C’est un fait désormais entériné par les chiffres de l’Insee : la France est entrée dans une nouvelle ère démographique. Pour la première fois depuis la fin de la Seconde Guerre mondiale en dehors de circonstances exceptionnelles comme les pandémies ou les années de guerre le pays enregistre durablement plus de décès que de naissances.

Les vivants et les morts

Ce renversement discret mais fondamental vient clore un cycle historique entamé il y a près d’un siècle, marqué par la reconstruction, les Trente Glorieuses, puis une longue stabilité, avant l’inflexion progressive de ces dernières décennies.

Pendant des décennies, la natalité française avait fait figure d’exception en Europe. À la faveur d’une politique familiale volontariste, d’un système de prestations jugé généreux et d’une culture nataliste héritée de la crainte de déclin entamée dès la fin du XIXe siècle, la France avait réussi à maintenir un taux de fécondité relativement élevé, oscillant autour des deux enfants par femme jusque dans les années 2010.

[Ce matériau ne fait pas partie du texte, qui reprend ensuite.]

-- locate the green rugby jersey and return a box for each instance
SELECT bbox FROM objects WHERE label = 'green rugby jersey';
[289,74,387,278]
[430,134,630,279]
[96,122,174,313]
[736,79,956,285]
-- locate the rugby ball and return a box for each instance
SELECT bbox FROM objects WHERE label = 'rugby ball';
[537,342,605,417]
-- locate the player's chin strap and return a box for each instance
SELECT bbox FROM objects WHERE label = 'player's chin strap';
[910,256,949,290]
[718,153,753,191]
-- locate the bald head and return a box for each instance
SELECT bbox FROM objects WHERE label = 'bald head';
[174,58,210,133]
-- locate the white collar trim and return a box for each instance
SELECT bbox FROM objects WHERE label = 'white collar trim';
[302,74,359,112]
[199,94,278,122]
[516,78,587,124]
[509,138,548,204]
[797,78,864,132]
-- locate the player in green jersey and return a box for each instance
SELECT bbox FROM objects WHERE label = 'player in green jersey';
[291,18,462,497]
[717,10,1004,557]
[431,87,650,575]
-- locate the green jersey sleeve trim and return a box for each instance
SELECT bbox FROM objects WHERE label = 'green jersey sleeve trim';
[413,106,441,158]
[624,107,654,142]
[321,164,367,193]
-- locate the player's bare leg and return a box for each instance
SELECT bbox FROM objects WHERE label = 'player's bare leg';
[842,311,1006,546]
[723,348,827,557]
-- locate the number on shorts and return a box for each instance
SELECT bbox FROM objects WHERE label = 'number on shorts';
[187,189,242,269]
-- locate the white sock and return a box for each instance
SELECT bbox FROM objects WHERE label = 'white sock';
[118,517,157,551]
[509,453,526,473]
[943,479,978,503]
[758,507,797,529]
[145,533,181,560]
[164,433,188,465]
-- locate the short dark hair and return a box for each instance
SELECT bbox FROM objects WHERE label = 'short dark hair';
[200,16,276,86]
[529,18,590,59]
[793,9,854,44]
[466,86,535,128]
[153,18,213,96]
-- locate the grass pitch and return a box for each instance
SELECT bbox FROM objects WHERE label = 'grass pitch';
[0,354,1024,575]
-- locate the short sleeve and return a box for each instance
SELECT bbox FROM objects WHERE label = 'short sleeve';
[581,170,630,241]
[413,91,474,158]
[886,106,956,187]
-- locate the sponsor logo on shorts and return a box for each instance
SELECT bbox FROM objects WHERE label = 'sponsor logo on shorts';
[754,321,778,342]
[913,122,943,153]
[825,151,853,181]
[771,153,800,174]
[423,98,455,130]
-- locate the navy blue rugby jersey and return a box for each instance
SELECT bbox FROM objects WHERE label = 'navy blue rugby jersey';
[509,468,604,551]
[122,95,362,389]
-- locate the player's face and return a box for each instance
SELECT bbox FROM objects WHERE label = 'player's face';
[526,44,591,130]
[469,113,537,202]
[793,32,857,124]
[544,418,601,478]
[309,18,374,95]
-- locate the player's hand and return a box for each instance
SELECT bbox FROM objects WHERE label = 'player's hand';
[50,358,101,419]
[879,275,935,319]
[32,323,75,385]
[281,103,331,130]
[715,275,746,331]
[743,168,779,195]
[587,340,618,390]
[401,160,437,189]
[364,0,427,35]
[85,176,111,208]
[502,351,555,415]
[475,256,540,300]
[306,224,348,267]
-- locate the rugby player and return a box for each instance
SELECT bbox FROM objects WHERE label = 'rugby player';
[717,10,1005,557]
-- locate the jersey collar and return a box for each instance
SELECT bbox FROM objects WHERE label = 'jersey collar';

Mais depuis une dizaine d’années, ce taux s’effrite régulièrement, jusqu’à atteindre aujourd’hui un niveau historiquement bas. Cette érosion, lente et apparemment indolore, cache un glissement profond dans les comportements, les aspirations et les structures sociales. Le recul de l’âge de la maternité, l’incertitude économique, la crise du logement dans les métropoles, les arbitrages professionnels des jeunes générations, une certaine remise en question du modèle familial traditionnel participent à cette inflexion. Mais aussi, il ne faut pas l’oublier, la remise en question sournoise par l’État des politiques familiales.

En parallèle, le vieillissement de la population se poursuit inexorablement. Les générations nombreuses du baby-boom sont désormais âgées, et les décès augmentent mécaniquement. Ce mouvement était prévisible, annoncé depuis longtemps par les démographes, mais il n’en reste pas moins saisissant lorsqu’il se manifeste dans la réalité statistique. Le solde naturel, longtemps positif, est désormais négatif. Ce basculement ne signifie pas que la population française va nécessairement décliner à court terme : l’immigration compense en partie la dynamique interne. Ce qui pose d’autres questions.

Les conséquences, déjà perceptibles, sont de nature politique, économique, sociale, mais aussi existentielle.

Le financement du modèle social, fondé sur une solidarité intergénérationnelle où les actifs nombreux prenaient en charge les retraités plus âgés, se retrouve mécaniquement fragilisé. Le rapport de force démographique change, et avec lui les priorités de la société.

L’accent se déplace peu à peu des crèches vers les EHPAD, des congés parentaux vers les pensions de retraite, de l’éducation vers la dépendance.

Mais ce n’est pas seulement une affaire de chiffres ou de comptabilité sociale. La baisse des naissances soulève des interrogations plus profondes sur l’élan vital d’un pays, sa projection dans l’avenir, sa capacité à se renouveler. Faut-il y voir une panne du désir d’avenir ? Un choix collectif plus ou moins conscient de ralentir, voire de décroître ? Ou au contraire, une adaptation pragmatique à un monde perçu comme instable, incertain, voire anxiogène pour ceux qui songeraient à fonder une famille ? Derrière les courbes démographiques, il y a des imaginaires en mouvement, des rapports au temps et au futur qui évoluent. Et de la propagande, beaucoup de propagande.

Historiquement, les transitions démographiques ne se font jamais sans tensions ni réajustements. La France n’échappe pas à la règle. Ce qui change aujourd’hui, c’est que la question ne se pose plus seulement en termes de croissance ou de décroissance, mais en termes de sens.

Quelles ambitions collectives pour une société qui se renouvelle moins ? Comment repenser la solidarité dans un contexte de rétrécissement du socle actif ? Et surtout, que devient une nation lorsque l’idée même de transmission vacille ? Autant de questions que ce tournant démographique met crûment à l’agenda, sans bruit, mais avec une force irréversible.